We motored in and passed the public wharf and where ‘Porpoise’ was anchored. We saw a boat that had also been in Friendly Cove, ‘Chamade’, was here, too. We chose a spot between the two sailboats and dropped our anchor at 5:56. As it was so close to dinner, I immediately went to the galley and started cooking some chicken. While I was cooking I could hear Moe talking to some of the crew from ‘Porpoise’. They had pulled up in their dinghy on their way to the hot springs. Before you know it, he popped into the galley with a fine fillet of salmon kindly offered to us by ‘Porpoise’. So much for chicken for dinner, that can wait til tomorrow and thank you ‘Porpoise’!

After a quick discussion, we decided that if we were going to check out the hot springs we better do it before dinner and not after. Moe got James ready and I put his board shorts, a towel, our handheld VHF and my camera in my bag and jumped into James. We rowed over to the public wharf and tied up. I admit, I didn’t read too much about the hot springs and was very impressed by the well maintained boardwalk that leads to the hot springs. Many of the boards that comprise the boardwalk have engravings of the names of boats and people that have come to this area. We looked to see if there were any names that we recognized and thought there were some that we knew.

The boardwalk is 2 km long and meanders through some spectacular old growth rainforest. There are many spots along the walk that seem as though they must be ‘planted’ there but are not. The forest is thick with downed giant trees that have fallen atop one another and have become a healthy green bed for moss and new life where young trees choose to grow. There are many gigantic trees that must have seen the first explorers coming into these waters. It truly is a green, magical rain forest. We could see that the trail has been very well looked after and respected by everyone who has the honour of passing through.

It seemed to take a long time to walk the 2 km to the hot springs but at last we were there! There were about 8 to 10 other people that were there as well. I, silly girl, had decided that I wouldn’t bring a bathing suit because I thought I might be too cold coming back. Did I regret that decision? Yep, sure did! Moe quickly got into his bathing suit and headed to the steamy, hot pools. I took some pictures and felt very foolish for not bringing a bathing suit. Eventually, I saw that Chris and Julie were done and boldly went up to Julie and asked if I could, please, borrow her bathing suit. She graciously said yes and I quickly changed and met Moe in the hot pools. From the place where the hot water pours down the hill, the water is very, very hot. You would not want to go in there! The water does cool as it cascades down the rocks into the pools. The first pool seems too hot, but as you go into the next two pools, the water becomes very tolerable.

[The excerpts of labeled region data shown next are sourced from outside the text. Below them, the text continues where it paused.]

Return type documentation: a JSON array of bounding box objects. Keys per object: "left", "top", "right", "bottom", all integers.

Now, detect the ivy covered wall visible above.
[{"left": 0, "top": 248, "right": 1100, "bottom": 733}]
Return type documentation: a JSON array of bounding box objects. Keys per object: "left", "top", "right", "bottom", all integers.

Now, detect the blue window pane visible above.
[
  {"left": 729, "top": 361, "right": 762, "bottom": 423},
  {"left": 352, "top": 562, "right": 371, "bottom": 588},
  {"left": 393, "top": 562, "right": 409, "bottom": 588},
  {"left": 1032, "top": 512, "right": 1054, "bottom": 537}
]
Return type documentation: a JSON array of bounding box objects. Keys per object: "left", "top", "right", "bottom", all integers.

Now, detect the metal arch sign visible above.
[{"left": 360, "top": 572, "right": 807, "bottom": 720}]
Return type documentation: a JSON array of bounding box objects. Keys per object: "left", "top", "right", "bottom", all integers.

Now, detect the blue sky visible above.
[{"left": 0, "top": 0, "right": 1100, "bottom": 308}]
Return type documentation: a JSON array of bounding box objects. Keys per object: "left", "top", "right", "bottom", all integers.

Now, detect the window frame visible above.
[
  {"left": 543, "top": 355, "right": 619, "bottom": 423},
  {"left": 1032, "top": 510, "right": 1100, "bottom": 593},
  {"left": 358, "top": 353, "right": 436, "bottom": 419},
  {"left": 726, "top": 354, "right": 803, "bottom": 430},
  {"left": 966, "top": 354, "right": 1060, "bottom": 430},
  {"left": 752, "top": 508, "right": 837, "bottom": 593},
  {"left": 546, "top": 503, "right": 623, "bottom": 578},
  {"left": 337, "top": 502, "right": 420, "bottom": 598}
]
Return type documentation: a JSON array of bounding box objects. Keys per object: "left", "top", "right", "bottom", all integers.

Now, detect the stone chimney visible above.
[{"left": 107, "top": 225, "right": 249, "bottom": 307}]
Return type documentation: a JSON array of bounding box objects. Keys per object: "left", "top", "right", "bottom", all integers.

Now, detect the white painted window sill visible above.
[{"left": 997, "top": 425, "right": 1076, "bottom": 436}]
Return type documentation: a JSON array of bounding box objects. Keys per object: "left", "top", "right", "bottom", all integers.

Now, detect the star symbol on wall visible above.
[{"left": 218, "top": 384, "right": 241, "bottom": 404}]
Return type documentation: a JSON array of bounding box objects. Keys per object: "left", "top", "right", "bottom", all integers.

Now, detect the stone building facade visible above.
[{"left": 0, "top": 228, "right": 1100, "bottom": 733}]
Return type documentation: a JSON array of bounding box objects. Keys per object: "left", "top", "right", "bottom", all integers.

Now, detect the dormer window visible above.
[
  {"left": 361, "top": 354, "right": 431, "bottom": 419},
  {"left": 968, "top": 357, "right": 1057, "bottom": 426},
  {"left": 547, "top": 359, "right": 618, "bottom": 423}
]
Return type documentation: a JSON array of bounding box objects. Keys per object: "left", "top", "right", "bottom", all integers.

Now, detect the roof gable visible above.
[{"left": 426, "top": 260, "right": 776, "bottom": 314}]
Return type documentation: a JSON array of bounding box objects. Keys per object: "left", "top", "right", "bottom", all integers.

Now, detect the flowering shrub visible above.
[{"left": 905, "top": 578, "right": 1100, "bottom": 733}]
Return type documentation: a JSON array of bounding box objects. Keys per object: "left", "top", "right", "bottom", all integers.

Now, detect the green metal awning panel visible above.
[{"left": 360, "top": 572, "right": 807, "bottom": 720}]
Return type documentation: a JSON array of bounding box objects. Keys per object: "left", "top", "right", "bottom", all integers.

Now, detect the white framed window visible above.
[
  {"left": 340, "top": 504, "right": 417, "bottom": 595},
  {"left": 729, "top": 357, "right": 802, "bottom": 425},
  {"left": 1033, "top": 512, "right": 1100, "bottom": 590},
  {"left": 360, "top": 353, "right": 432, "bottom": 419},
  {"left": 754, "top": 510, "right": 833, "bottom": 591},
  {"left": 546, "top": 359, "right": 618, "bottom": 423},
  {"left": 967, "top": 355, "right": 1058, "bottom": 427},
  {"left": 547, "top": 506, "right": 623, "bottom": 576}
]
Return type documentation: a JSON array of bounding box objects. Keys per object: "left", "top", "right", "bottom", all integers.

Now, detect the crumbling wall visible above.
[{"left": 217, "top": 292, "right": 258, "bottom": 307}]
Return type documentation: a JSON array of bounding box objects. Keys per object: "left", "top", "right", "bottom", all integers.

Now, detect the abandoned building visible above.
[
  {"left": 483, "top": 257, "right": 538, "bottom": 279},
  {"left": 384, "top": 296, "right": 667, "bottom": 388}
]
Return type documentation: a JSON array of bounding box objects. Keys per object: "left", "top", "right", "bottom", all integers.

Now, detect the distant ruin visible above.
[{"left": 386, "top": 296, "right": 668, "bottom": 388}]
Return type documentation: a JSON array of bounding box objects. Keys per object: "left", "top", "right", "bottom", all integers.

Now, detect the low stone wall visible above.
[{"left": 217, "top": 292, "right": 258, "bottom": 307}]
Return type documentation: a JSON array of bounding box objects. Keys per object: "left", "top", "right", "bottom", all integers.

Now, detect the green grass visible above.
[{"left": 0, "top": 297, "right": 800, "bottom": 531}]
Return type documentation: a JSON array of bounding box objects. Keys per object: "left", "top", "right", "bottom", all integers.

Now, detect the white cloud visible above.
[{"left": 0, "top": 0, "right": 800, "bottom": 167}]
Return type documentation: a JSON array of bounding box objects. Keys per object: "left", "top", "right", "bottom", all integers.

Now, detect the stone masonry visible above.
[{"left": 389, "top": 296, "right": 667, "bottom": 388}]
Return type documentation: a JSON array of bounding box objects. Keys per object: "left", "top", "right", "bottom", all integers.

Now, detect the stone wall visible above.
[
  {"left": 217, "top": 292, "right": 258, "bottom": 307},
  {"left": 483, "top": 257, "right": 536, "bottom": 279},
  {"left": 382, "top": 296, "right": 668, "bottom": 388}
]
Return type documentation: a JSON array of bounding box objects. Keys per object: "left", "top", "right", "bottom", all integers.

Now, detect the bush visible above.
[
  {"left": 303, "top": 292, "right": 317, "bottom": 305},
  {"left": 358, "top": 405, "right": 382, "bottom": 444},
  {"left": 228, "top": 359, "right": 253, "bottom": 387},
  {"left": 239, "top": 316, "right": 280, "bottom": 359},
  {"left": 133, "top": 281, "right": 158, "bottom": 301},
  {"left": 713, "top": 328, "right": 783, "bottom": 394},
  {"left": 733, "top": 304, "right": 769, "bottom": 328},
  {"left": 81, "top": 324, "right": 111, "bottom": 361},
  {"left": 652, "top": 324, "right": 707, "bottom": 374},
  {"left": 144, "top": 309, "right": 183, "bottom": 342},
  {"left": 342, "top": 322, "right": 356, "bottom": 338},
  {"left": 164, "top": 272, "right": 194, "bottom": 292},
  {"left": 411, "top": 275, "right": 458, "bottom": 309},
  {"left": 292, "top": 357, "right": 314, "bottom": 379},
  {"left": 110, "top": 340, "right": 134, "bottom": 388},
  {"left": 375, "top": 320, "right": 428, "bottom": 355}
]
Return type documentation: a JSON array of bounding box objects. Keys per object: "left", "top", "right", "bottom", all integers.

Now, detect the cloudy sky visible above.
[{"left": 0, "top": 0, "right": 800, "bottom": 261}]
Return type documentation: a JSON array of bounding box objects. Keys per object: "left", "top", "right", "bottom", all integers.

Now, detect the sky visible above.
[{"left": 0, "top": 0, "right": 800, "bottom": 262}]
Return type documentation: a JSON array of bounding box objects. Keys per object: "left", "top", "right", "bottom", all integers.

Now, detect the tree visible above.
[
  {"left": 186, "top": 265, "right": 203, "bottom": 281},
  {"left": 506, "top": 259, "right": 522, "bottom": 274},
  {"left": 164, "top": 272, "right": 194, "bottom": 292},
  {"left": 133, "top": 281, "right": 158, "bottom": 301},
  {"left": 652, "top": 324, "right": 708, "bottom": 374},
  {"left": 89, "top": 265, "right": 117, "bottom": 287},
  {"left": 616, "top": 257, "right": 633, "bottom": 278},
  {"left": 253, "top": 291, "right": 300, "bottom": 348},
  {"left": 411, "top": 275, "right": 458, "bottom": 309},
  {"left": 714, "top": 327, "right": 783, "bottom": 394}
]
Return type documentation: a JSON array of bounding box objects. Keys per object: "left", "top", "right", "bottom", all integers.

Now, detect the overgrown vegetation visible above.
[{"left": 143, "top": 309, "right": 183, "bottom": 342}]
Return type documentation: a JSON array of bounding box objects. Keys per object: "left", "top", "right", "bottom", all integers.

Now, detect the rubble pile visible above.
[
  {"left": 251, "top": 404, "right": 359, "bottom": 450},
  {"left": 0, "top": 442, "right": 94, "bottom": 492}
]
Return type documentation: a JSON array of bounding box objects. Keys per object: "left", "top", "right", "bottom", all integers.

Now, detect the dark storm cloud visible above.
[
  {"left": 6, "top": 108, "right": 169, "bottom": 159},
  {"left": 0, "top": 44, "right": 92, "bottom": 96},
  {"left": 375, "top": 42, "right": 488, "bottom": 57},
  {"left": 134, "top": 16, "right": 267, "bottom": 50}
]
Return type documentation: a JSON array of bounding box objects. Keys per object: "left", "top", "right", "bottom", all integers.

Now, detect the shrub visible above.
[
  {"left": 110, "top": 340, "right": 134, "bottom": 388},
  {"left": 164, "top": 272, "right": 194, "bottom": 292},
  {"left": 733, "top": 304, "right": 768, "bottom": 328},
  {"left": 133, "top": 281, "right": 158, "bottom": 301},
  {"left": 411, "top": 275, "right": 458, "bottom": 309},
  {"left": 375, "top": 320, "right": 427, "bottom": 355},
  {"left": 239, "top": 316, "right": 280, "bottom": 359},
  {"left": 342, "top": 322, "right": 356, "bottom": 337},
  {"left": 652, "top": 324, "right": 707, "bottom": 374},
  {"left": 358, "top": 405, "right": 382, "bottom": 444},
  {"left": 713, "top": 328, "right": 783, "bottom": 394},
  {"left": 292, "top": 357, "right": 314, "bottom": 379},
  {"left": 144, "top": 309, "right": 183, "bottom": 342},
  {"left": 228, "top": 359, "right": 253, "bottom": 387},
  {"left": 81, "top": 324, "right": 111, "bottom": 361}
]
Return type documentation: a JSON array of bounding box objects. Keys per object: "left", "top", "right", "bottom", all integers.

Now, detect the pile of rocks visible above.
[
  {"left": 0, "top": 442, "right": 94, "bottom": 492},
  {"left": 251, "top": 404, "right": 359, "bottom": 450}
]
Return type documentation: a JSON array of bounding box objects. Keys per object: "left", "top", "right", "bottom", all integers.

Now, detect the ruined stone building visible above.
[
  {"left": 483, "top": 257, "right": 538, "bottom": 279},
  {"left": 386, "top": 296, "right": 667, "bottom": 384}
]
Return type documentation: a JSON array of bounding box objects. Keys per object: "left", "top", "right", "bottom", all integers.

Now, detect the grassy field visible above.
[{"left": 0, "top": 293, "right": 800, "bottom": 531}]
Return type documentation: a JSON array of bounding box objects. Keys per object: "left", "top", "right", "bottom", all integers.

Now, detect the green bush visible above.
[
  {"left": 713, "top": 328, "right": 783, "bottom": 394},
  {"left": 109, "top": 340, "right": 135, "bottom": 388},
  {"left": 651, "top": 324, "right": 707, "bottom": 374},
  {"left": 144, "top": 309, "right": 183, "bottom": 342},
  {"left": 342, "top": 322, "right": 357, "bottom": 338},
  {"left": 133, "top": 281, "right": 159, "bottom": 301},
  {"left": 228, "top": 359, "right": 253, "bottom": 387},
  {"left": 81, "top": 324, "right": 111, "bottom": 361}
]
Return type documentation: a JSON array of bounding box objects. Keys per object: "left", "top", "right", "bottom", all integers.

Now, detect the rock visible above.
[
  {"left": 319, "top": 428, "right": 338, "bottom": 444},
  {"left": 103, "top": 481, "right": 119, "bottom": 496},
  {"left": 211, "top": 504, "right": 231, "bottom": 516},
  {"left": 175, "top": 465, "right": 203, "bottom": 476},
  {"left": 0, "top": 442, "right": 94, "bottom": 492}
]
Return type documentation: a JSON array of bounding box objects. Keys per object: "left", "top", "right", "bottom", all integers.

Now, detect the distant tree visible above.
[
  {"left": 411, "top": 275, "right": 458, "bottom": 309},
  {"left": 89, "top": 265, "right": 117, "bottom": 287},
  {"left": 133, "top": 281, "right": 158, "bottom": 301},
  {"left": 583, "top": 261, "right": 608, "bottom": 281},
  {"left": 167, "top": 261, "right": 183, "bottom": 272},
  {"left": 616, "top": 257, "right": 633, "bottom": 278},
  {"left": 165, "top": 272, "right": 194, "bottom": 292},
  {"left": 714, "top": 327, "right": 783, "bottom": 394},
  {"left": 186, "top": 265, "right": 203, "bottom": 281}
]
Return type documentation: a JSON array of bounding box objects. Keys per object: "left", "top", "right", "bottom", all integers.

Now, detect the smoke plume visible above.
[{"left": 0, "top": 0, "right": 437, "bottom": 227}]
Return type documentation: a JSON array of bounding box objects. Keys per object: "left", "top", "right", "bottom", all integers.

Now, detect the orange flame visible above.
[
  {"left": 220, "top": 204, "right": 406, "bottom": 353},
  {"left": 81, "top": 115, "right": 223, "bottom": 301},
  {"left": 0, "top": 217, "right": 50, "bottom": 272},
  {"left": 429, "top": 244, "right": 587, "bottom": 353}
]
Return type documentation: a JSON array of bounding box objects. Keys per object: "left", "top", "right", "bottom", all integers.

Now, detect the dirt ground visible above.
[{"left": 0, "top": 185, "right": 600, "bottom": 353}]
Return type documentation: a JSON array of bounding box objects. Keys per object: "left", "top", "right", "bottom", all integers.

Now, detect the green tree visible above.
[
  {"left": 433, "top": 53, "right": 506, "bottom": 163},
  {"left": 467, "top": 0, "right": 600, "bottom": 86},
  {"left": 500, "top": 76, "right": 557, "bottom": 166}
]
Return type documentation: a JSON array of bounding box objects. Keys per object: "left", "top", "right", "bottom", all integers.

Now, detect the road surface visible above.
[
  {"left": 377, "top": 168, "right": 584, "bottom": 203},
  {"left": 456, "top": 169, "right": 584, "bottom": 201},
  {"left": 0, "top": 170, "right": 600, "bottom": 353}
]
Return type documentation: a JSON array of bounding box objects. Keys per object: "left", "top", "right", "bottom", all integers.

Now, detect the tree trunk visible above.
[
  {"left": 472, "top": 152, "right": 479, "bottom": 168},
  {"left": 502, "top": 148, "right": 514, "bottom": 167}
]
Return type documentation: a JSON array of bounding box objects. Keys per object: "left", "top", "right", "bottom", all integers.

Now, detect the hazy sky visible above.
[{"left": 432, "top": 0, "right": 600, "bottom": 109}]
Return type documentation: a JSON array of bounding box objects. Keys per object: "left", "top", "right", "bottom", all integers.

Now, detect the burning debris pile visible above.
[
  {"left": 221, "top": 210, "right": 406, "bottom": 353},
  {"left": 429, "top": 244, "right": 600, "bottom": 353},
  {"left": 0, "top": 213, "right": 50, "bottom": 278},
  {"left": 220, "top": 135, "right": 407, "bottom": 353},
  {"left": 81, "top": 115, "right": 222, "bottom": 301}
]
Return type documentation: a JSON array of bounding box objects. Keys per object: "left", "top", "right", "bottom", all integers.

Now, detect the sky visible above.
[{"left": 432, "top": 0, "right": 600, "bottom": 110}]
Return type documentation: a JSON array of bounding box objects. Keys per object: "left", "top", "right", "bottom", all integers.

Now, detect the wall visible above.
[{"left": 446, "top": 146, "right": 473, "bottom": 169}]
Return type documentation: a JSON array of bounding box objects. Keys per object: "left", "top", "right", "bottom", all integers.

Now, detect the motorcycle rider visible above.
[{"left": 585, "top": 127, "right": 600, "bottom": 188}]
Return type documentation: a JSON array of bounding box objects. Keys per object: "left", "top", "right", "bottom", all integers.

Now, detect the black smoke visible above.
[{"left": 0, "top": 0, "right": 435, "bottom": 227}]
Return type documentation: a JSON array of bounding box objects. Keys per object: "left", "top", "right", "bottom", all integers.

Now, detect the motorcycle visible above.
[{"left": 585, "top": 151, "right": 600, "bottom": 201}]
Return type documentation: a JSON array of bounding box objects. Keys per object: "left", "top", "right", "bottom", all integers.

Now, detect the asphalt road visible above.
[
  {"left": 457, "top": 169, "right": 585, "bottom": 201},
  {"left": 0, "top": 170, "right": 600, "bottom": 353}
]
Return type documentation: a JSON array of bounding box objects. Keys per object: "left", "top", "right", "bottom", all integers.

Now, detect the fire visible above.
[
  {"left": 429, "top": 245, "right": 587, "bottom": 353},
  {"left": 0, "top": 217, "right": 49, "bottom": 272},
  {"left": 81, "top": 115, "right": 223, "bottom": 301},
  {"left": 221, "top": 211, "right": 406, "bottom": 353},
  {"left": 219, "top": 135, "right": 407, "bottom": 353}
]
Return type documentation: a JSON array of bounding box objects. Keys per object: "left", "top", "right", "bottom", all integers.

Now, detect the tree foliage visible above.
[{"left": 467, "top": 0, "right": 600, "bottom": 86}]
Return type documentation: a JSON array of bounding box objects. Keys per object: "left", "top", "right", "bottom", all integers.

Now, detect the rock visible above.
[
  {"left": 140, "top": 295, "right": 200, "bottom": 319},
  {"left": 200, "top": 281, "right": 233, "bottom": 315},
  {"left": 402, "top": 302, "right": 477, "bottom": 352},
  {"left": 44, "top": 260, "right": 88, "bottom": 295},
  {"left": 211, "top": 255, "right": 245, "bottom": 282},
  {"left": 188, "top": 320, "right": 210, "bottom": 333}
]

Moe and I lounged there and chatted with the one other man that, by this time, was still there. He told us that groups of people start to arrive around noon and leave by 6:00. We were there at 7:30 so pretty much had the place to ourselves. Good timing! We enjoyed our hot tub until we could stand no more and had to leave. As we walked back we could hear the fog horn begin its plea to all mariners to stay clear. Apparently fog horns have changed their tune over the years and we figured that this one sings in high C, as opposed to the long mournful moan that we would expect from a fog horn. I liken it to the sound made when the rim of a crystal glass is circled by a damp finger.

Once we returned to Reborn, I dropped Moe off and rowed over to ‘Porpoise’ to return the bathing suit and thank Julie for lending it to me and then came back to Reborn. Moe and I made a delicious salmon dinner with rice and herbed vegetables. Before the dark arrived I peeked out into the night. There is an eerie, yet entirely peaceful feeling. Other than the fog horn every 30 seconds, there is utter quiet. The nearby shores are shrouded in a dusky fog. It makes me wonder how the people who lived here so many years ago would have felt as they settled into their night routines and huddled around their fires for warmth and safety.

Moe was feeling pretty tired after our day so retired to bed not long after dinner. I stayed up to journal. Here it is 11:15 and I better get myself to bed if I want to make the long 2 km hike to the hot springs in the morning!